Da Folha de S. Paulo

Brasil vai agir contra 'guerra cambial', diz Dilma na Alemanha

Presidente não critica países ricos em discurso, mas ouve indireta de Merkel, que ataca ações protecionistas
Petista desautoriza assessor que tinha prometido queda nos juros e afirma que só BC fala sobre esse tema

  Jens Schlueter/Associated Press  
A presidente Dilma Rousseff e Angela Merkel, chanceler alemã, em feira em Hannover
A presidente Dilma Rousseff e Angela Merkel, chanceler alemã, em feira em Hannover

MARCELO NINIO
ENVIADO ESPECIAL A HANNOVER

A presidente Dilma Rousseff disse ontem que o governo estuda novas medidas para proteger a economia brasileira da "guerra cambial", que tem provocado entrada excessiva de dólares no país.

No primeiro dia de sua visita à Alemanha, Dilma criticou, a jornalistas, a "desvalorização artificial" das moedas de países ricos gerada pela injeção de capital nos mercados, que já havia chamado de "tsunami monetário".

O fluxo da moeda estrangeira no Brasil tem valorizado o real em relação ao dólar, estimulando importações e encarecendo exportações, o que prejudica setores da indústria nacional.

Como uma das medidas iniciais, o governo ampliou na semana passada a cobrança de IOF (Imposto sobre Operações Financeiras) sobre empréstimos tomados no exterior, como forma de barrar a entrada de dólar.

Diante da chanceler alemã, Angela Merkel, Dilma não repetiu a crítica em discurso na abertura da CeBIT (Feira de Tecnologia de Hannover).

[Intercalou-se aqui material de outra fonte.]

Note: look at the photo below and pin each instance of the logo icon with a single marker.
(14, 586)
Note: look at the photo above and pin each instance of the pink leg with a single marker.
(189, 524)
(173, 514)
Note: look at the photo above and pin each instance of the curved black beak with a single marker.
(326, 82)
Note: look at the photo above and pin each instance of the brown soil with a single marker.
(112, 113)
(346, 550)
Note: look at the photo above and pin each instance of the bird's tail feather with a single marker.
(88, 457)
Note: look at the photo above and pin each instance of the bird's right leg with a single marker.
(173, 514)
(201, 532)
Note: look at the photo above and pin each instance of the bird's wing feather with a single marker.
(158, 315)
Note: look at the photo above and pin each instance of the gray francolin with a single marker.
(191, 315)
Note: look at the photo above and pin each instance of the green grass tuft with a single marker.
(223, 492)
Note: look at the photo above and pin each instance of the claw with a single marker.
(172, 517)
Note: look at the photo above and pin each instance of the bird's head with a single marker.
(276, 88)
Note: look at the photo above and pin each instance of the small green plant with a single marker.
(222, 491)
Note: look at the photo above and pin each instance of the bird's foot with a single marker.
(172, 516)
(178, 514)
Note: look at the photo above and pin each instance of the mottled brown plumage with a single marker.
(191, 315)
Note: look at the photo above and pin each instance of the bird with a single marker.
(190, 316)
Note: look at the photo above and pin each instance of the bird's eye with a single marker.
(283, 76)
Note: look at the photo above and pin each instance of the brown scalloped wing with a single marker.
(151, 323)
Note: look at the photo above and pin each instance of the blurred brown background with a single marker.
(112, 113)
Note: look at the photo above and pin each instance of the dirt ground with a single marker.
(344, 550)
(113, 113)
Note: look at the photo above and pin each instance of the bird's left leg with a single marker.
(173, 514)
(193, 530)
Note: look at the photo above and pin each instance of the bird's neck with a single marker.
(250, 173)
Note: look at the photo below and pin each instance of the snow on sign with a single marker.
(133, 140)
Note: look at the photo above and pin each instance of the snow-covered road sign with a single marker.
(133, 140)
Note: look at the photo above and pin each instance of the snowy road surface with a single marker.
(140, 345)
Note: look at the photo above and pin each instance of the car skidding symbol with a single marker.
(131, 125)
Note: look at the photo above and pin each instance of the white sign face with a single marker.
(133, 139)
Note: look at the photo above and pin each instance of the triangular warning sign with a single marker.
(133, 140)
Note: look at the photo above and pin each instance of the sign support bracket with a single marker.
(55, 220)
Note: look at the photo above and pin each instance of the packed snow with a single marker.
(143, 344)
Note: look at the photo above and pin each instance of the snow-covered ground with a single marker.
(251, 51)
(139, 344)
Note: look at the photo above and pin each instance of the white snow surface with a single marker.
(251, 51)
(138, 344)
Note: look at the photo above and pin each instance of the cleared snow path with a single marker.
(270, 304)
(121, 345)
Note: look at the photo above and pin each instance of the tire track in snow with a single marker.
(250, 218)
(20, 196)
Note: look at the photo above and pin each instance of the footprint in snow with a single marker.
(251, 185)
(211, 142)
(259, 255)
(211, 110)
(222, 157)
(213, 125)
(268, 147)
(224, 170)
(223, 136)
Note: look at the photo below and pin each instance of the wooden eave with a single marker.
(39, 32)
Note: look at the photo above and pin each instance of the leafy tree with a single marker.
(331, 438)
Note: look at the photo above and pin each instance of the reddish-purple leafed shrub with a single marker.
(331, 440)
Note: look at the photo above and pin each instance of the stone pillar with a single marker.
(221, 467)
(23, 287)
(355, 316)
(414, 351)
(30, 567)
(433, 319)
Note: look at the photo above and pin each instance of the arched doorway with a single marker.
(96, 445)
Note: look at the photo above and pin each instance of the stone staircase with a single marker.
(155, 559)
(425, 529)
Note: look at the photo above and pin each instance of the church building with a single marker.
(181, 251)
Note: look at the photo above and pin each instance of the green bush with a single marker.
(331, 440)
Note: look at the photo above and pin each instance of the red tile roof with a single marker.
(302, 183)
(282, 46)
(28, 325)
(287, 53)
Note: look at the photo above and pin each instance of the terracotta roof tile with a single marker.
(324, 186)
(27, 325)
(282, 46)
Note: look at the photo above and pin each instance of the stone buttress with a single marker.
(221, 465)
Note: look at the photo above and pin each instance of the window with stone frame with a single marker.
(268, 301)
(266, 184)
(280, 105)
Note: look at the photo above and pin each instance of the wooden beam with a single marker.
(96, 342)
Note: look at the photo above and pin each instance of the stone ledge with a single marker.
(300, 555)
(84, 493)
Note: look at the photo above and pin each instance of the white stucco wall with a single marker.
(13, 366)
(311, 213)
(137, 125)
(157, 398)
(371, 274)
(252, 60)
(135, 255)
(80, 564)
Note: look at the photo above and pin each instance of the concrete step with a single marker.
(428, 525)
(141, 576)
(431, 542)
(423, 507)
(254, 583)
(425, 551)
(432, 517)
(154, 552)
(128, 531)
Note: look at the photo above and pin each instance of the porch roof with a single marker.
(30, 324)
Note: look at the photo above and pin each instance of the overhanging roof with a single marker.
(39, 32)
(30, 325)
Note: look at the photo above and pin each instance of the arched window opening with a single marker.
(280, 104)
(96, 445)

Mas recebeu uma resposta da premiê alemã, que reclamou de "medidas protecionistas unilaterais", sem citar exemplos.

"A presidente falou num tsunami de liquidez e manifestou sua preocupação quando olha para os Estados Unidos e para a União Europeia. Por outro lado, nós olhamos para medidas protecionistas unilaterais e penso, portanto, que a confiança é o caminho que devemos trilhar para sair da crise."

Antes do encontro com Merkel, Dilma prometeu novas medidas para conter a valorização do real.

"Somos uma economia soberana. Tomaremos todas as medidas para nos proteger. Vamos ver quais as medidas, como essa que tomamos recentemente sobre o IOF."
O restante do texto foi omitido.